University of Erlangen, Erlangen, Germany
cnkurzke@cip.informatik.uni-erlangen.de,
endc01@rrze.uni-erlangen.de and
mdbathel@cip.informatik.uni-erlangen.de
The focus of the WebAssist project is to pre-classify and filter information based on user profiles database which is automatically created by tracing user activities when browsing the Web.
When a user joins the WebAssist system by using the WebAssist proxy, the keywords (determined from META statements within the HTML code) of all Web pages read are collected within the database. Other information about Web documents like request or keyword frequencies, time of last visit and modification time are also stored in the database as they are evaluated over time.
After startup time, a huge set of keywords and URLs has been collected and can assist the user in information retrieval. In this phase, the user can also benefit from profiles of other users working on the same project.

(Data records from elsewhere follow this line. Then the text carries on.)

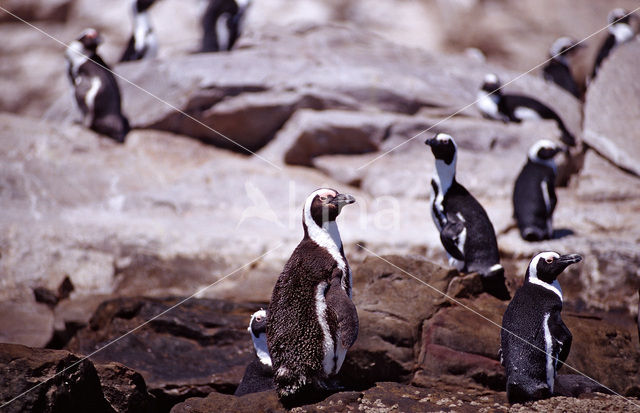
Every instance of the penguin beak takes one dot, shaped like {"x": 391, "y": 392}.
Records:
{"x": 569, "y": 259}
{"x": 343, "y": 199}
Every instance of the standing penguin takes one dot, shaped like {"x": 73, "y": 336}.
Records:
{"x": 620, "y": 31}
{"x": 259, "y": 375}
{"x": 533, "y": 336}
{"x": 534, "y": 195}
{"x": 465, "y": 229}
{"x": 222, "y": 24}
{"x": 311, "y": 320}
{"x": 494, "y": 104}
{"x": 95, "y": 87}
{"x": 557, "y": 69}
{"x": 142, "y": 43}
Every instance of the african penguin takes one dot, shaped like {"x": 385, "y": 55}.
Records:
{"x": 620, "y": 31}
{"x": 494, "y": 104}
{"x": 222, "y": 24}
{"x": 557, "y": 69}
{"x": 311, "y": 320}
{"x": 95, "y": 88}
{"x": 258, "y": 376}
{"x": 534, "y": 195}
{"x": 533, "y": 336}
{"x": 465, "y": 229}
{"x": 142, "y": 43}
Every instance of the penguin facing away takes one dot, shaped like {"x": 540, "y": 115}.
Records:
{"x": 620, "y": 31}
{"x": 533, "y": 337}
{"x": 95, "y": 88}
{"x": 222, "y": 24}
{"x": 258, "y": 375}
{"x": 311, "y": 320}
{"x": 142, "y": 43}
{"x": 494, "y": 104}
{"x": 557, "y": 70}
{"x": 534, "y": 195}
{"x": 465, "y": 229}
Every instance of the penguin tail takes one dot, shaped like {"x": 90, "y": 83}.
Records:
{"x": 494, "y": 283}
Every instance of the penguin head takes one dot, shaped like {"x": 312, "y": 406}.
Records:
{"x": 90, "y": 39}
{"x": 324, "y": 205}
{"x": 563, "y": 46}
{"x": 543, "y": 151}
{"x": 491, "y": 84}
{"x": 546, "y": 266}
{"x": 443, "y": 147}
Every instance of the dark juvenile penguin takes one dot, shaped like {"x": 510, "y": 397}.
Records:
{"x": 258, "y": 376}
{"x": 95, "y": 88}
{"x": 142, "y": 43}
{"x": 494, "y": 104}
{"x": 465, "y": 229}
{"x": 534, "y": 195}
{"x": 311, "y": 320}
{"x": 620, "y": 31}
{"x": 533, "y": 336}
{"x": 557, "y": 69}
{"x": 222, "y": 24}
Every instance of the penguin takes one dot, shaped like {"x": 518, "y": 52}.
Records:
{"x": 465, "y": 230}
{"x": 534, "y": 195}
{"x": 620, "y": 31}
{"x": 258, "y": 376}
{"x": 311, "y": 320}
{"x": 494, "y": 104}
{"x": 533, "y": 337}
{"x": 142, "y": 43}
{"x": 222, "y": 24}
{"x": 557, "y": 69}
{"x": 95, "y": 88}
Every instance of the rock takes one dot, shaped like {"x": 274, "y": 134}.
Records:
{"x": 612, "y": 109}
{"x": 198, "y": 347}
{"x": 54, "y": 380}
{"x": 391, "y": 306}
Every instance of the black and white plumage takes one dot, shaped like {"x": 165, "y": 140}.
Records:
{"x": 312, "y": 321}
{"x": 142, "y": 43}
{"x": 222, "y": 24}
{"x": 533, "y": 337}
{"x": 258, "y": 375}
{"x": 534, "y": 195}
{"x": 95, "y": 88}
{"x": 465, "y": 229}
{"x": 494, "y": 104}
{"x": 620, "y": 31}
{"x": 557, "y": 69}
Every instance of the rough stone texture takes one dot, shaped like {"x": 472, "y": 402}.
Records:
{"x": 197, "y": 347}
{"x": 612, "y": 109}
{"x": 27, "y": 374}
{"x": 391, "y": 306}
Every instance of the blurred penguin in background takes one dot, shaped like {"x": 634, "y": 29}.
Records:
{"x": 142, "y": 43}
{"x": 222, "y": 24}
{"x": 558, "y": 69}
{"x": 620, "y": 31}
{"x": 95, "y": 88}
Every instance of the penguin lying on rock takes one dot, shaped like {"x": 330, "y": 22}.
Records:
{"x": 557, "y": 69}
{"x": 465, "y": 229}
{"x": 534, "y": 195}
{"x": 494, "y": 104}
{"x": 311, "y": 320}
{"x": 95, "y": 88}
{"x": 258, "y": 376}
{"x": 533, "y": 337}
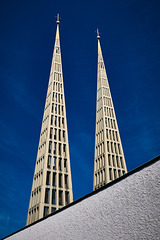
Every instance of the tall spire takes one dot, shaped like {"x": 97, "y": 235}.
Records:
{"x": 109, "y": 162}
{"x": 52, "y": 184}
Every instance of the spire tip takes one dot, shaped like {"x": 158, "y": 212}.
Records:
{"x": 57, "y": 22}
{"x": 98, "y": 36}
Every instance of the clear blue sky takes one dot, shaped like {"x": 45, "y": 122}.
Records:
{"x": 130, "y": 41}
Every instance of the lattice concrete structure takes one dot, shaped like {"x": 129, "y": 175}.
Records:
{"x": 109, "y": 161}
{"x": 52, "y": 185}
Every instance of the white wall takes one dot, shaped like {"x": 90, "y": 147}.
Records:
{"x": 126, "y": 210}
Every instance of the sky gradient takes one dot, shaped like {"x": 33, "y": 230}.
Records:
{"x": 130, "y": 37}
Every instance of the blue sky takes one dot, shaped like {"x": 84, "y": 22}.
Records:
{"x": 130, "y": 37}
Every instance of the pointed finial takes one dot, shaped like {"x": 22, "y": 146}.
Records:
{"x": 57, "y": 22}
{"x": 98, "y": 36}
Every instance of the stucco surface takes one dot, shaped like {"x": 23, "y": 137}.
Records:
{"x": 126, "y": 210}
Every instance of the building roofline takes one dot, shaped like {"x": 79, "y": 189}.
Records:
{"x": 91, "y": 193}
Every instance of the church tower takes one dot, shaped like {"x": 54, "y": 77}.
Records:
{"x": 52, "y": 184}
{"x": 109, "y": 161}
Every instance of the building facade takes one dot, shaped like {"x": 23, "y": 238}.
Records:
{"x": 109, "y": 161}
{"x": 52, "y": 184}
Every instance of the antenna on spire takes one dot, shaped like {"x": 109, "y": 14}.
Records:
{"x": 58, "y": 22}
{"x": 98, "y": 35}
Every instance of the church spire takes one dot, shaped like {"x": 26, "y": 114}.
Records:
{"x": 52, "y": 184}
{"x": 109, "y": 162}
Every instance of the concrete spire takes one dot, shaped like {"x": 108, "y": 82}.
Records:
{"x": 109, "y": 161}
{"x": 52, "y": 184}
{"x": 57, "y": 22}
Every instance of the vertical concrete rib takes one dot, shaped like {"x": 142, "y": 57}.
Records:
{"x": 52, "y": 184}
{"x": 109, "y": 161}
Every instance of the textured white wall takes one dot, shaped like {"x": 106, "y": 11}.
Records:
{"x": 125, "y": 210}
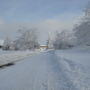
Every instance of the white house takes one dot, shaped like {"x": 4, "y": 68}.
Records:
{"x": 1, "y": 43}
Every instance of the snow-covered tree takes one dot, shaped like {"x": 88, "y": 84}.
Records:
{"x": 82, "y": 31}
{"x": 63, "y": 39}
{"x": 27, "y": 40}
{"x": 7, "y": 43}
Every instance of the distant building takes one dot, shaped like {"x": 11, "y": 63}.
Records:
{"x": 43, "y": 47}
{"x": 1, "y": 43}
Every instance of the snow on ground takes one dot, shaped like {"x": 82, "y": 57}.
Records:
{"x": 49, "y": 70}
{"x": 13, "y": 56}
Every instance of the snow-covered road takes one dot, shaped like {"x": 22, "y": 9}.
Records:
{"x": 46, "y": 71}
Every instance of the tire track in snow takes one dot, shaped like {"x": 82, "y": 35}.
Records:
{"x": 59, "y": 79}
{"x": 77, "y": 73}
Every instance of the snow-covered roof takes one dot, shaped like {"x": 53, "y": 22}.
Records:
{"x": 1, "y": 42}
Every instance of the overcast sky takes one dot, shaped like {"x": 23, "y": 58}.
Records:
{"x": 45, "y": 15}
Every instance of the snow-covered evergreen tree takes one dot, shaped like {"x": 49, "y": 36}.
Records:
{"x": 63, "y": 39}
{"x": 83, "y": 29}
{"x": 27, "y": 40}
{"x": 7, "y": 43}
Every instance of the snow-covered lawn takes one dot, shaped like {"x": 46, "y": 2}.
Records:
{"x": 7, "y": 57}
{"x": 49, "y": 70}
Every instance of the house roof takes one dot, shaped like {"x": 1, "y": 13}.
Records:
{"x": 1, "y": 42}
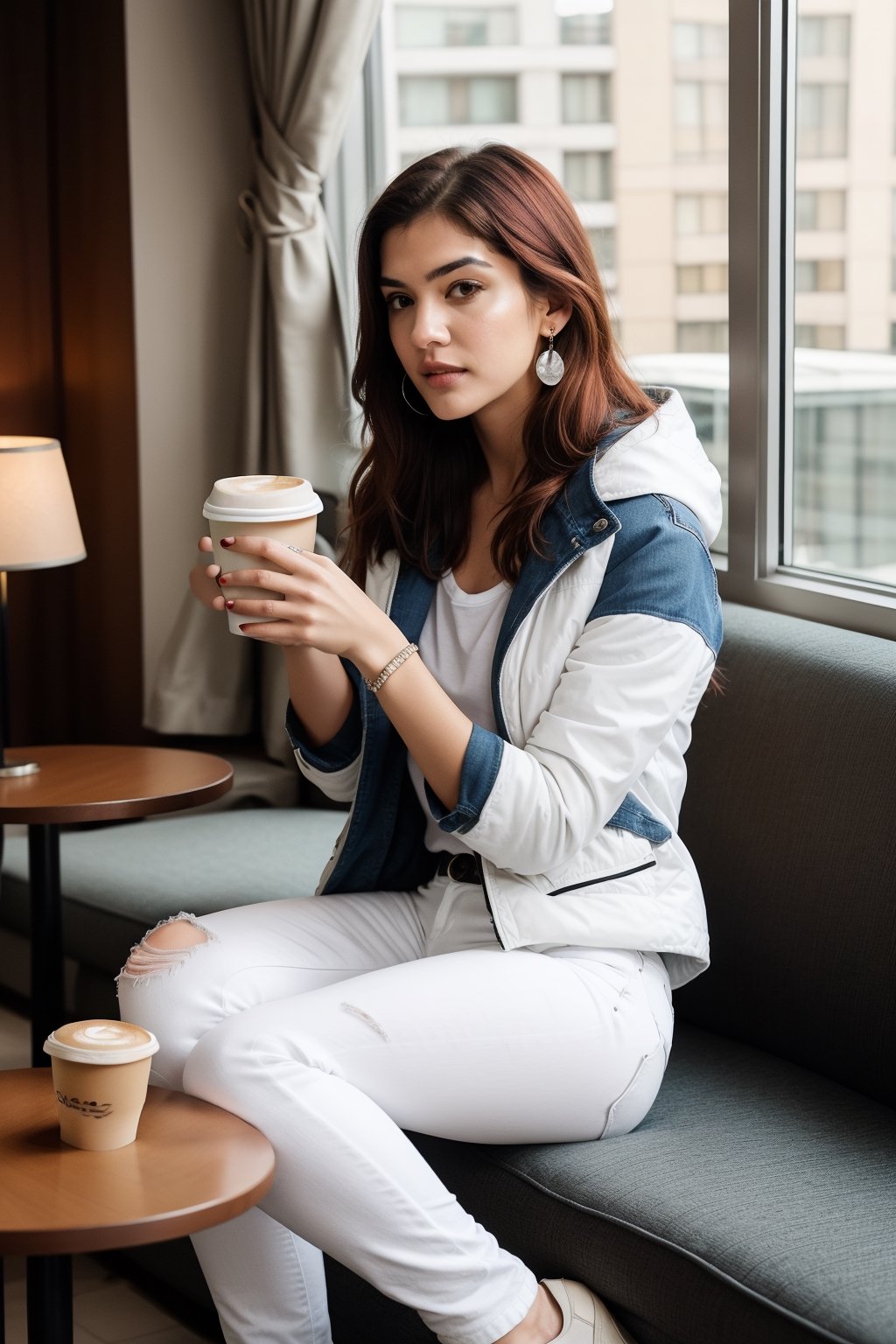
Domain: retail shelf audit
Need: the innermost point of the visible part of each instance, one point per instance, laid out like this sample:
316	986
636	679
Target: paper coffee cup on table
284	508
100	1074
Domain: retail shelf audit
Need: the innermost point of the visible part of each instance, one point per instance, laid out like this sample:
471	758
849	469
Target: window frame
760	218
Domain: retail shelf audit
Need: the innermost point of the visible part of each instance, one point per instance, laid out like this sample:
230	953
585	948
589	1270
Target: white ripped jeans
438	1031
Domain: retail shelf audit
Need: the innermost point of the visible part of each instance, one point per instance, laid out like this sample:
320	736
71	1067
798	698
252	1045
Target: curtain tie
278	208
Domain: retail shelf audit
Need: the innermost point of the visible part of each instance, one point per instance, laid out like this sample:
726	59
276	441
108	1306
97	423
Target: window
821	120
702	280
700	118
444	101
700	40
584	30
705	214
604	245
820	210
454	25
702	338
818	276
587	175
586	98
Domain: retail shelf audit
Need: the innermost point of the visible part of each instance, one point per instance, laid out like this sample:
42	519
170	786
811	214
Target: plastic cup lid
101	1040
248	499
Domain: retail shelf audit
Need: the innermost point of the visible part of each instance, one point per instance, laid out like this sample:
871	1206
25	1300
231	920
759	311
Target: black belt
458	867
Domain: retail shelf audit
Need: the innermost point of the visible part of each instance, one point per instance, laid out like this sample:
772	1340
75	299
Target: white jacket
605	652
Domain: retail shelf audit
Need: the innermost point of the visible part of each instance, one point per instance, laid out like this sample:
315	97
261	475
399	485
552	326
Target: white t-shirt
457	646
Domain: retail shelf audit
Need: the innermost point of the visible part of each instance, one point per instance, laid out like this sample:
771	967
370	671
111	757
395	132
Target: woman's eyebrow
441	270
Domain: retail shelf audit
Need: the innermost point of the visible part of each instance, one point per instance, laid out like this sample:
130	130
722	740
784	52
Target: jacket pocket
607	877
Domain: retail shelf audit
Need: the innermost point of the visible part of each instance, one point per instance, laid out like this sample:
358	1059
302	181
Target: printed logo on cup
97	1109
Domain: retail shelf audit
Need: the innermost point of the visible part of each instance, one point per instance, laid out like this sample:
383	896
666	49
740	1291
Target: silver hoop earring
411	403
549	366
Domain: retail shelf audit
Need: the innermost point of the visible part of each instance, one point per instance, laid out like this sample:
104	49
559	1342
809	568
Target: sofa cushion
120	880
790	816
755	1201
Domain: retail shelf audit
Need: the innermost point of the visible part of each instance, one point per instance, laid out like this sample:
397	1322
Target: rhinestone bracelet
376	684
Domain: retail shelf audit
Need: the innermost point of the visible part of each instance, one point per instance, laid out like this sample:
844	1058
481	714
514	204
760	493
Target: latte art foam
101	1040
102	1033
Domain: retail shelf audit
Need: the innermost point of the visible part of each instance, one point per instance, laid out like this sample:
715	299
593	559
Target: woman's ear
557	315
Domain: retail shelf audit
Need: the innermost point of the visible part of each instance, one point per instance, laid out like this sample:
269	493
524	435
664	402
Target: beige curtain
304	58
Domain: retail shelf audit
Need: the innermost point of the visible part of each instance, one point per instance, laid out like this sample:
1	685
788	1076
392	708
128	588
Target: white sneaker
584	1318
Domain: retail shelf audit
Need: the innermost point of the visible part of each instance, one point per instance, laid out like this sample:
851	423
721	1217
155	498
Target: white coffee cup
283	508
100	1074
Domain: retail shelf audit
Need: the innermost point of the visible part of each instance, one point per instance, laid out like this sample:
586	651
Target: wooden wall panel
66	285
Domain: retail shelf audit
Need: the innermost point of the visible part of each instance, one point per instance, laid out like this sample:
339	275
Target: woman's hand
323	608
203	578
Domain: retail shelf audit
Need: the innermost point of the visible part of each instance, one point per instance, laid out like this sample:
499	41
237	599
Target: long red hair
413	488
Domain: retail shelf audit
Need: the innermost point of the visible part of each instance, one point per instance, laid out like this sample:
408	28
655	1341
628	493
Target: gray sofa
758	1199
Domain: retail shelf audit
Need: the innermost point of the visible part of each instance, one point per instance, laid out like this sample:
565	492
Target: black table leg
49	1298
46	937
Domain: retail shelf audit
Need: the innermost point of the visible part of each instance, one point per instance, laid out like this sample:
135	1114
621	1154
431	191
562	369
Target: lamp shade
38	519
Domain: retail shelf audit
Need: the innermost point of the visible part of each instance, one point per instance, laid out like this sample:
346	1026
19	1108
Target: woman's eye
465	288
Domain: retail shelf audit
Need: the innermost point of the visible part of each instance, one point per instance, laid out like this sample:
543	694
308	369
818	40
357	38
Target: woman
501	682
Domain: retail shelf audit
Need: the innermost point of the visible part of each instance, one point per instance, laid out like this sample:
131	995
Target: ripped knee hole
167	947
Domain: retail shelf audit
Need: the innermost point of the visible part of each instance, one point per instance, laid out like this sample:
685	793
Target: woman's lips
444	376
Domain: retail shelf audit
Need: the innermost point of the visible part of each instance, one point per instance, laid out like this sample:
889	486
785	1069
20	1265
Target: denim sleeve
339	752
480	770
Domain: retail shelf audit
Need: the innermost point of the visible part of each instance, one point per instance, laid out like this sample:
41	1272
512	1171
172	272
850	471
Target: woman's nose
429	327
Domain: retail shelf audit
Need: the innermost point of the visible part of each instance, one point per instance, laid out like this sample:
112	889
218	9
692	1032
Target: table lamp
38	529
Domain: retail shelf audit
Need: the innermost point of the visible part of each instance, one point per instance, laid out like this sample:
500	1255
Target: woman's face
462	324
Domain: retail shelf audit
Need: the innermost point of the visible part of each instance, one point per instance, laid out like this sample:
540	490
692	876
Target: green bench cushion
120	880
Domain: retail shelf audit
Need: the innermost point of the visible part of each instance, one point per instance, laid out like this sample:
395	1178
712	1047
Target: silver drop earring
549	366
407	402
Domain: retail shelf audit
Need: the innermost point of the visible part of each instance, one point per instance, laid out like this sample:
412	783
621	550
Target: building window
820	336
703	214
700	118
825	276
586	30
700	40
604	245
702	338
821	120
822	35
449	101
707	278
587	175
820	210
454	25
586	98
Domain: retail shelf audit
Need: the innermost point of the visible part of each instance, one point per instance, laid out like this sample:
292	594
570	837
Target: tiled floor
107	1309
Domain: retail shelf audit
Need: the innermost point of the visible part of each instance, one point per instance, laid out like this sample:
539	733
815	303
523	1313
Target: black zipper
488	903
610	877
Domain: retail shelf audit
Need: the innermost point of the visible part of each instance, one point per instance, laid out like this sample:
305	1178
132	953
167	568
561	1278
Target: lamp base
11	769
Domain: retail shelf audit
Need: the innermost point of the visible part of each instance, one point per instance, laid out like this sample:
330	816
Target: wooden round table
192	1166
82	784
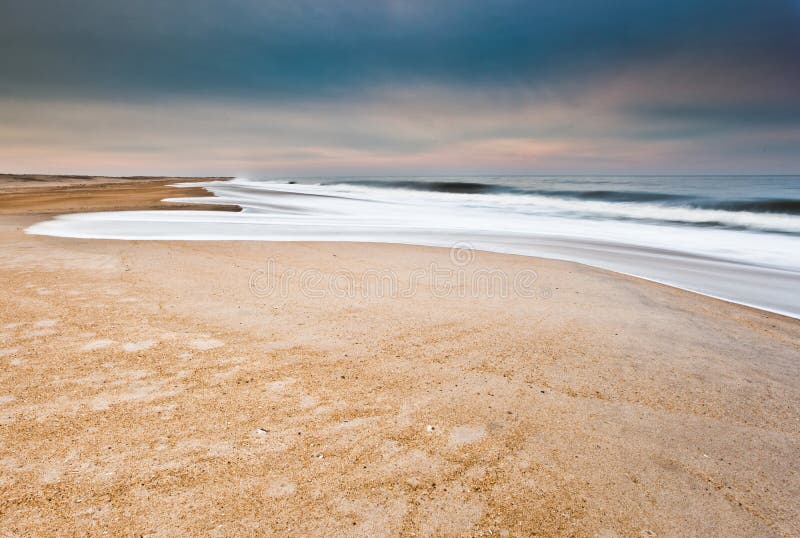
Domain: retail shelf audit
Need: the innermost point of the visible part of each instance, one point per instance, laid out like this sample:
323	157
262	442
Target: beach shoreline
161	388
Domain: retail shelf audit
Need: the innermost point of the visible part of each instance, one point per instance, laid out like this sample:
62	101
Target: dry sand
145	389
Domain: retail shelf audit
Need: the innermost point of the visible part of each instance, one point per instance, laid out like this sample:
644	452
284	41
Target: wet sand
158	389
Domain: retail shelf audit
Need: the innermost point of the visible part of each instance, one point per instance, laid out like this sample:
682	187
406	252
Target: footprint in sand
97	344
462	435
39	332
206	344
133	347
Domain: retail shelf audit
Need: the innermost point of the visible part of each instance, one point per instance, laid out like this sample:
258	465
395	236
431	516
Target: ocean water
731	237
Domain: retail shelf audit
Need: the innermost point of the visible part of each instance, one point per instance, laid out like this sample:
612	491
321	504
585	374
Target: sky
267	88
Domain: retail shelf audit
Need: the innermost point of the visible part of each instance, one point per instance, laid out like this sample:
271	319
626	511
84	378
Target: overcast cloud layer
403	86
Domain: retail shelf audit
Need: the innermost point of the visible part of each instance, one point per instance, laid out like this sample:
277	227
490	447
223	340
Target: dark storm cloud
312	49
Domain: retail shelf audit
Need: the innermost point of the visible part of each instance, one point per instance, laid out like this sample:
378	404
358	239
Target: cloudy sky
274	88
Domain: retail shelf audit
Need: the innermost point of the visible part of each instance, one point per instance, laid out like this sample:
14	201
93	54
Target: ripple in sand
133	347
461	435
204	344
281	488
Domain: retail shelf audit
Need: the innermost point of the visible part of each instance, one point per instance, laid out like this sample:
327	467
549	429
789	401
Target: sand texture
160	389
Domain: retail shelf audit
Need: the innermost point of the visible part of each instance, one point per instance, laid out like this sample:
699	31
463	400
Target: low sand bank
158	388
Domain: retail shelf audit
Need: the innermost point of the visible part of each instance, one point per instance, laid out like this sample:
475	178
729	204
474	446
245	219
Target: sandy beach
164	388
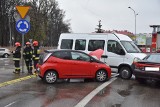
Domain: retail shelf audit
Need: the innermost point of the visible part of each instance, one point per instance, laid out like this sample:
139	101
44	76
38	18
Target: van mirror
122	52
104	56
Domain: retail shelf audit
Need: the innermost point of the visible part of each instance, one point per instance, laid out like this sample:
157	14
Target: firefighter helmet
35	43
28	43
17	44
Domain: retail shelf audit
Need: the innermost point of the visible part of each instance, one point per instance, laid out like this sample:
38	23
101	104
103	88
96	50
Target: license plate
151	68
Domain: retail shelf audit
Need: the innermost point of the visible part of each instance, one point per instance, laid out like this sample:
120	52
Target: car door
81	65
114	58
63	65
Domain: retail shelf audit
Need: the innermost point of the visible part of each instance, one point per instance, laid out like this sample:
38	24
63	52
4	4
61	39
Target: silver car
4	52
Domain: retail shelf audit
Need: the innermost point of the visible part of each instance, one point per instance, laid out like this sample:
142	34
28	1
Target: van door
114	58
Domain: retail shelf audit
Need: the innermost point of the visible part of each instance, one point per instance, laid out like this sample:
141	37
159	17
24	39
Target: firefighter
17	57
27	54
36	53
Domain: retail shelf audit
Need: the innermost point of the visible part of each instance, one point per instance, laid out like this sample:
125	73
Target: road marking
16	80
86	99
10	104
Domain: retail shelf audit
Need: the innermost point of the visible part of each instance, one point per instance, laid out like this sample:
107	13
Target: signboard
141	39
22	26
23	10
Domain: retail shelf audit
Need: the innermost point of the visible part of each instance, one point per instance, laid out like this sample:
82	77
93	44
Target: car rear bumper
147	74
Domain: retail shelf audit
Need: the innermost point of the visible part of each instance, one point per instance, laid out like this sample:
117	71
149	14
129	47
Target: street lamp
135	14
10	34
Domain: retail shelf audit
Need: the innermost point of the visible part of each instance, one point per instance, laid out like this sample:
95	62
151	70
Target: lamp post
10	34
135	14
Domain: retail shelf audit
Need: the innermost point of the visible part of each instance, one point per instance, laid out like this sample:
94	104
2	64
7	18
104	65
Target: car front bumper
147	74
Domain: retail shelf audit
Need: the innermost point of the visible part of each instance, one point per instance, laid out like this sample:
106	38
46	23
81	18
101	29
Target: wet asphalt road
35	93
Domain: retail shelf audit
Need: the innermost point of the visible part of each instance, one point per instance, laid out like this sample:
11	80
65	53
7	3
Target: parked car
119	50
4	52
63	64
148	68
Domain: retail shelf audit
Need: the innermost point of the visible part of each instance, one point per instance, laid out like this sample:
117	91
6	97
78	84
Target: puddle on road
123	93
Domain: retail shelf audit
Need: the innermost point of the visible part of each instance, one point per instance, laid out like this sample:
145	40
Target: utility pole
99	30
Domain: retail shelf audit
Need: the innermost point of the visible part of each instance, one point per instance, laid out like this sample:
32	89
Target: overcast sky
114	14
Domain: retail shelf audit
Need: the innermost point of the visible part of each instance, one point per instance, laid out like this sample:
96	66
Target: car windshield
130	47
153	58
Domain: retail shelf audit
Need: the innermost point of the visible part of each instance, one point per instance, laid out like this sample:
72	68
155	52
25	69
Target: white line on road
10	104
86	99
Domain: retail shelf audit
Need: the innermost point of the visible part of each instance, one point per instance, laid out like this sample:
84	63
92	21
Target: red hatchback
148	68
63	64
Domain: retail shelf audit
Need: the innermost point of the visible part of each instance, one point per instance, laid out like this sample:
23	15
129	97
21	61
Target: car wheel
141	80
5	55
101	75
50	77
125	73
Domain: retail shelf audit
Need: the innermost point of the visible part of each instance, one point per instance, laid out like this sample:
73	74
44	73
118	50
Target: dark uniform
36	53
27	53
16	59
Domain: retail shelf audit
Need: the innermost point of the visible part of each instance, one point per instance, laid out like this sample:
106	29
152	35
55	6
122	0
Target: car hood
139	55
97	53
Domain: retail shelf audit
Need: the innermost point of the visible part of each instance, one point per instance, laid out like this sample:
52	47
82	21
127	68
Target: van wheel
125	73
101	76
50	77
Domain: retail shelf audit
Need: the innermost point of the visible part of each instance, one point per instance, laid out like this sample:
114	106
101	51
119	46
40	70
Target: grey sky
114	14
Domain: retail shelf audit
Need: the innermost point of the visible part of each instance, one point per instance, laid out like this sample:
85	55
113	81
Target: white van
119	50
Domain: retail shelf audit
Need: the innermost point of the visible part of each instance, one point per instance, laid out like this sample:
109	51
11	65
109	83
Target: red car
63	64
148	68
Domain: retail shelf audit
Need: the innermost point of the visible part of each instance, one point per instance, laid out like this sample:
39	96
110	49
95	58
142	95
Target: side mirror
104	56
91	60
122	52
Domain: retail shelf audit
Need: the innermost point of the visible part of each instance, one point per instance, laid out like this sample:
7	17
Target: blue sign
22	26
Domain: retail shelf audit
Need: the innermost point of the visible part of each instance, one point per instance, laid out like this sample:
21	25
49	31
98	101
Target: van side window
113	46
80	56
66	44
80	44
95	44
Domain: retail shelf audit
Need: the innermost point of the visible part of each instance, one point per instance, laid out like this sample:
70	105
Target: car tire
125	73
141	80
101	76
5	55
50	77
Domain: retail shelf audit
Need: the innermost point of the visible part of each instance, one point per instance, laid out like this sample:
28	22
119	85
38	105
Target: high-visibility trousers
29	65
17	65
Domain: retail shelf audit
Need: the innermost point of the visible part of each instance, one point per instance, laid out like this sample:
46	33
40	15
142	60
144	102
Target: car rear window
153	58
62	54
66	44
95	44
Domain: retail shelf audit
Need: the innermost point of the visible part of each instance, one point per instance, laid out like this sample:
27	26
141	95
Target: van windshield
130	47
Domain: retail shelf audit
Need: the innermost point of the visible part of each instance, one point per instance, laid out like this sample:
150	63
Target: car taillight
139	66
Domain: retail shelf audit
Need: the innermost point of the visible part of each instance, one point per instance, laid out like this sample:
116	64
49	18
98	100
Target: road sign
22	26
23	10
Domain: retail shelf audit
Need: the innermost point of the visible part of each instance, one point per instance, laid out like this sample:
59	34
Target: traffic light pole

The resulting URLs will be classified, compared to the user profiles and added to the database.
Besides supporting the user in information retrieval tasks, the WebAssist also helps to maintain personal and group wide hotlists of relevant URLs. New URLs can be made available to all users dependent on the assigned permissions. This greatly simplifies the communication between project members.
Based on this database, automatic tasks like checking for modification can be done periodically, depending on flags associated with the URL.
It is also possible to think of completely automatic information retrieval using the system, based on the set of acquired keywords. These database updates can be accomplished after business hours or during idle times.
Another aproach to increase the accuracy of the database would be using sophisticated mechanisms to generate new relevant keywords, not only from meta statements, but to extract them from the document text as proven to be possible in other studies.
A very close look has to be taken concerning data protection and user privacy. Since WebAssist scans the whole traffic of a user surfing the Internet, the databases offer a deep insight in the user's interest profiles.
Here a way has to be found to secure their privacy, even from the system administrator. This could be achieved by encrypting the database entries.
Still, with the current concept, WebAssist can increase the productivity of working groups, collaborating on projects.